O(n^2), if I read it right.

Why you need two inner loops is beyond me. Why not sum B and C in the same loop?

duffymo
Why sum them in the same loop?
ShreevatsaR
Why not? DRY principle says you'll have one less loop. What advantage is there to having individual sums like this? n*(n+n) = 2n^2 for two loops; n*n = n^2 for one. Big-O leaves off constants, but your wall clock doesn't.
duffymo
but the inner loop sizes aren't n, they sum to n, so this should have approximately the same running time as if the loops were combined. actually, it might be faster because if the loops were combined you'd need to switch or if based on the value of the loop index (B if j < i else C).
Autoplectic
Yeah, exactly what Autopletic says. Whether you "combine" them or have them separate, you'll perform the same additions, and the loops run the same number of times -- and trying to do both in the same loop only makes it messier with the "if j<=i add A[i,j] to B[i] else add it to C[i]" test.
ShreevatsaR
My wall clock shows that it's faster to use two inner loops than one. (Which is what you would expect from the code, anyway).
ShreevatsaR
A: 

I agree with duffymo on the complexity, but the two loops are needed to do that kind of adding. It wouldn't change anything about the complexity, if it was written somehow differently.

DaDaDom
Don't see any reason the two loops are needed to be separate.
Dave Costa
+1  A: 

worst case is O(n²).

there are indeed three loops, but not all inside each other, thus giving O(n²).

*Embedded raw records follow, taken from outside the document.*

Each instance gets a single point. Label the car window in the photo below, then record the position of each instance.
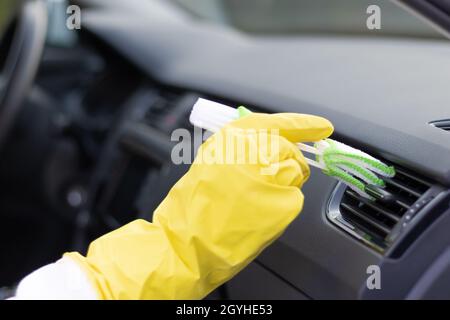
(347, 17)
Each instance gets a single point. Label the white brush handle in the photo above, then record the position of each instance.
(212, 116)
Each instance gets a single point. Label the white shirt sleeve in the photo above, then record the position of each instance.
(62, 280)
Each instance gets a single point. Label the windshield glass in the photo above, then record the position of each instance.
(7, 10)
(291, 17)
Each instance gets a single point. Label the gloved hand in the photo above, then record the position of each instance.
(214, 221)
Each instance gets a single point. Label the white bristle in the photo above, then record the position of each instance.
(211, 115)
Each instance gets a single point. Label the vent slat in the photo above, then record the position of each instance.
(403, 187)
(375, 219)
(374, 205)
(355, 211)
(412, 177)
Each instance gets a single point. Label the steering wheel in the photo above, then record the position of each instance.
(22, 62)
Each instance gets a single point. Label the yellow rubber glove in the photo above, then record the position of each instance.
(214, 221)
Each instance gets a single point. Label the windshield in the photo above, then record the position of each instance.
(7, 10)
(291, 17)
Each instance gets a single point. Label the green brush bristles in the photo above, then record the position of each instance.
(354, 167)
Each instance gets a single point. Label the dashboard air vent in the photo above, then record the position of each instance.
(376, 222)
(441, 124)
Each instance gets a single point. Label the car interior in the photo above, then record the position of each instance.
(87, 115)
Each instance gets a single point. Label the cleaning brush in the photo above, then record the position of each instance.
(358, 170)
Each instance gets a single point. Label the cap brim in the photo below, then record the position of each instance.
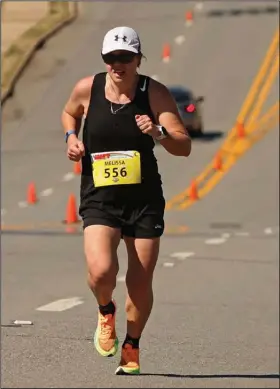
(119, 46)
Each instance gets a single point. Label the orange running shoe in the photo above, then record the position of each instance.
(129, 363)
(105, 338)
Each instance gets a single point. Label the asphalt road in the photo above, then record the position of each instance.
(216, 317)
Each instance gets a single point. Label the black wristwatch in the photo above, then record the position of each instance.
(68, 133)
(163, 133)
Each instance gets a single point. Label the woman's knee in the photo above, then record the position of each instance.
(101, 257)
(138, 282)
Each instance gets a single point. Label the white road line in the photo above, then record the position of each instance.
(166, 59)
(68, 177)
(61, 305)
(182, 255)
(180, 39)
(47, 192)
(168, 264)
(199, 6)
(215, 241)
(121, 279)
(225, 235)
(22, 204)
(242, 233)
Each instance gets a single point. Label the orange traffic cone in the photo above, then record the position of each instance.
(166, 52)
(193, 194)
(71, 210)
(189, 18)
(77, 167)
(31, 194)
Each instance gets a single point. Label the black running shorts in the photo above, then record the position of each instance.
(145, 221)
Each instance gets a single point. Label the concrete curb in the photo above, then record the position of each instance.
(19, 54)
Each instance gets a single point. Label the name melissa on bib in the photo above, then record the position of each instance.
(116, 168)
(112, 163)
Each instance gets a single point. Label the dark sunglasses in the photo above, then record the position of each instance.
(124, 58)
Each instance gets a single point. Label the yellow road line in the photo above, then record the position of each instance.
(265, 124)
(248, 102)
(227, 144)
(61, 227)
(264, 93)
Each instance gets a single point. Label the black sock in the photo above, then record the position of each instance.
(134, 342)
(108, 309)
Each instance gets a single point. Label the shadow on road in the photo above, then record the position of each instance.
(199, 376)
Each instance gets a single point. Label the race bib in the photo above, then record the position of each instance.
(116, 168)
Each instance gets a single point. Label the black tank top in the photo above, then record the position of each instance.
(105, 131)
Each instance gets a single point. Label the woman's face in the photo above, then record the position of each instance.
(121, 65)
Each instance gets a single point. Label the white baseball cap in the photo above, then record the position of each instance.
(121, 38)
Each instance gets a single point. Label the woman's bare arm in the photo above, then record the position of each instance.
(165, 110)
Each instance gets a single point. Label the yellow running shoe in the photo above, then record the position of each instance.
(129, 363)
(105, 338)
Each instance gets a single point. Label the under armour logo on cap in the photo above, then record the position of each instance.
(117, 37)
(121, 38)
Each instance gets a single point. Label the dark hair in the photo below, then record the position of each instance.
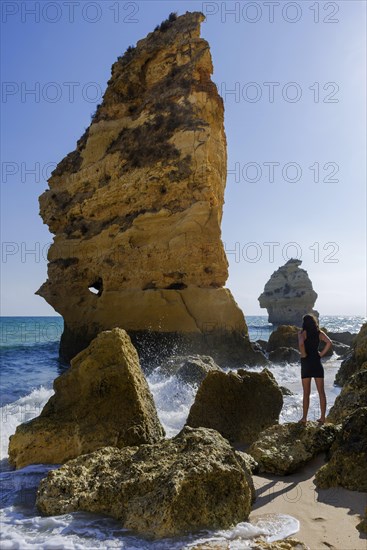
(310, 324)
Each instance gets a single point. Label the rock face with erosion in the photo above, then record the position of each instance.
(238, 405)
(193, 481)
(347, 466)
(285, 448)
(356, 359)
(352, 397)
(136, 209)
(288, 295)
(102, 399)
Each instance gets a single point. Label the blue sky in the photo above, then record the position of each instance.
(292, 75)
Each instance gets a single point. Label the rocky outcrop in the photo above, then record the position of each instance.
(102, 399)
(193, 481)
(136, 209)
(362, 525)
(283, 449)
(352, 397)
(347, 466)
(288, 295)
(239, 405)
(191, 369)
(358, 356)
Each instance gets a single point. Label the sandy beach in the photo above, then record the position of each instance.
(328, 517)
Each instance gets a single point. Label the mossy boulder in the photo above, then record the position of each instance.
(352, 397)
(239, 405)
(358, 356)
(285, 448)
(102, 399)
(347, 466)
(191, 482)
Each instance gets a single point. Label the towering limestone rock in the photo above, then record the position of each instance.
(288, 295)
(136, 208)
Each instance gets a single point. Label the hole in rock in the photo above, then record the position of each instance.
(176, 286)
(96, 287)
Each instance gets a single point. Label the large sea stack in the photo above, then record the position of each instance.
(288, 295)
(136, 208)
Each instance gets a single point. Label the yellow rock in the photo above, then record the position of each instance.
(136, 208)
(102, 399)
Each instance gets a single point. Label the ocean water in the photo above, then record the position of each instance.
(29, 364)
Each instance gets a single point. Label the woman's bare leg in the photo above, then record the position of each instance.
(322, 396)
(306, 385)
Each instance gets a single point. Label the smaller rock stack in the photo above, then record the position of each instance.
(288, 295)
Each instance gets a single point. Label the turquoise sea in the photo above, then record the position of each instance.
(30, 363)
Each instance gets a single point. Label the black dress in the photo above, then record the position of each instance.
(311, 366)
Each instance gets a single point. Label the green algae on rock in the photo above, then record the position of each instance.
(283, 449)
(237, 404)
(102, 399)
(193, 481)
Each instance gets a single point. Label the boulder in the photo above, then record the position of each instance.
(288, 295)
(102, 399)
(191, 369)
(347, 466)
(285, 336)
(285, 448)
(284, 355)
(191, 482)
(136, 209)
(355, 360)
(347, 338)
(261, 344)
(239, 405)
(351, 398)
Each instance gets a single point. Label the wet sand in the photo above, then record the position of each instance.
(328, 517)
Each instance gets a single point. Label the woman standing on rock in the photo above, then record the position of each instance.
(308, 342)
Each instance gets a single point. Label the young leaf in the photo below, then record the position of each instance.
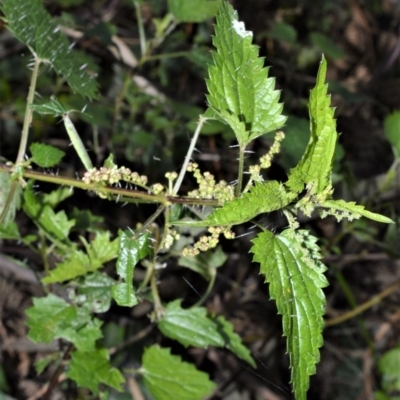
(193, 11)
(240, 91)
(263, 197)
(131, 251)
(52, 318)
(314, 169)
(191, 327)
(233, 341)
(350, 210)
(55, 225)
(290, 263)
(100, 251)
(44, 155)
(167, 377)
(90, 369)
(9, 204)
(32, 24)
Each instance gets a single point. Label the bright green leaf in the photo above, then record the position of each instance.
(89, 369)
(167, 377)
(314, 169)
(193, 10)
(327, 45)
(191, 327)
(30, 23)
(263, 197)
(240, 91)
(350, 210)
(233, 341)
(44, 155)
(204, 263)
(392, 131)
(131, 251)
(290, 264)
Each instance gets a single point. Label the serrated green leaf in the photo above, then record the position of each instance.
(191, 327)
(44, 155)
(240, 91)
(233, 341)
(77, 263)
(315, 167)
(351, 210)
(52, 318)
(194, 10)
(131, 251)
(10, 198)
(32, 24)
(167, 377)
(204, 263)
(90, 369)
(290, 263)
(263, 197)
(392, 131)
(55, 225)
(95, 292)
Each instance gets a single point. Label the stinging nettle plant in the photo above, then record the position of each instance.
(241, 95)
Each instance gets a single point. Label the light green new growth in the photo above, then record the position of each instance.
(240, 92)
(314, 169)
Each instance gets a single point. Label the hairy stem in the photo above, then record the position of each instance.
(238, 190)
(188, 157)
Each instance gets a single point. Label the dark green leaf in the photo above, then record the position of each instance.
(89, 369)
(290, 264)
(191, 327)
(167, 377)
(45, 156)
(131, 251)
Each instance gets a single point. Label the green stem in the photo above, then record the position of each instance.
(28, 112)
(188, 157)
(238, 190)
(142, 34)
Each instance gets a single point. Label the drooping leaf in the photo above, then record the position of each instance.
(290, 264)
(77, 263)
(315, 167)
(44, 155)
(205, 262)
(10, 203)
(233, 341)
(392, 131)
(52, 318)
(240, 91)
(167, 377)
(350, 210)
(263, 197)
(32, 24)
(194, 10)
(90, 369)
(55, 225)
(191, 327)
(131, 251)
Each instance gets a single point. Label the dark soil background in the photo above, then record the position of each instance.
(363, 258)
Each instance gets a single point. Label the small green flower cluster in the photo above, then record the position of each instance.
(208, 187)
(208, 242)
(113, 175)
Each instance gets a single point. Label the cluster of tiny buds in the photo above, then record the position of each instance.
(265, 161)
(208, 242)
(208, 187)
(113, 175)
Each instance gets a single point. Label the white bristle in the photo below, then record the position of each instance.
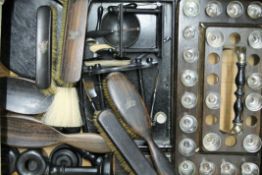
(64, 110)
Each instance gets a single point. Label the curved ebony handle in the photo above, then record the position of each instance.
(240, 83)
(160, 161)
(100, 11)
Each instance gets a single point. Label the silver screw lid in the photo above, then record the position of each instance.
(187, 147)
(189, 78)
(160, 117)
(249, 168)
(252, 143)
(214, 8)
(190, 55)
(212, 141)
(215, 39)
(191, 8)
(213, 101)
(227, 168)
(235, 9)
(207, 168)
(188, 124)
(188, 100)
(186, 167)
(254, 102)
(189, 32)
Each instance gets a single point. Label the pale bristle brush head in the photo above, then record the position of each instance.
(64, 110)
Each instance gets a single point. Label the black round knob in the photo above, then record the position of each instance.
(66, 156)
(98, 66)
(149, 60)
(9, 156)
(107, 166)
(31, 162)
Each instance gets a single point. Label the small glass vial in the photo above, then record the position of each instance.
(207, 168)
(187, 147)
(190, 55)
(254, 81)
(188, 124)
(212, 101)
(254, 102)
(189, 32)
(255, 39)
(212, 142)
(249, 168)
(215, 39)
(235, 9)
(254, 10)
(189, 100)
(227, 168)
(187, 167)
(191, 8)
(189, 78)
(214, 8)
(252, 143)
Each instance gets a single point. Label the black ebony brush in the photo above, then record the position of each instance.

also, you can clearly see that the inner loops won't go from 1 to n (like the outer loop does). But because this would only change the time complexity by some constant, we can ignore this and say that it is just O(n^2).

This shows that time complexity is a measure saying: your algorithm will scale with this order, and it won't ever take any longer. (faster is however always possible)

for more information about "calculating" the worst case complexity of any algorithm, I can point you to a related question I asked earlier

Sven
A: 

"needed"? Why not sum both inside one loop? It's not necessary to break them out.

duffymo
A: 

Because the j runs among different values. In the first loop from 1 to i, in the second from i+1 to n.

DaDaDom
My apologies - I didn't read close enough to notice. Thanks for correcting me.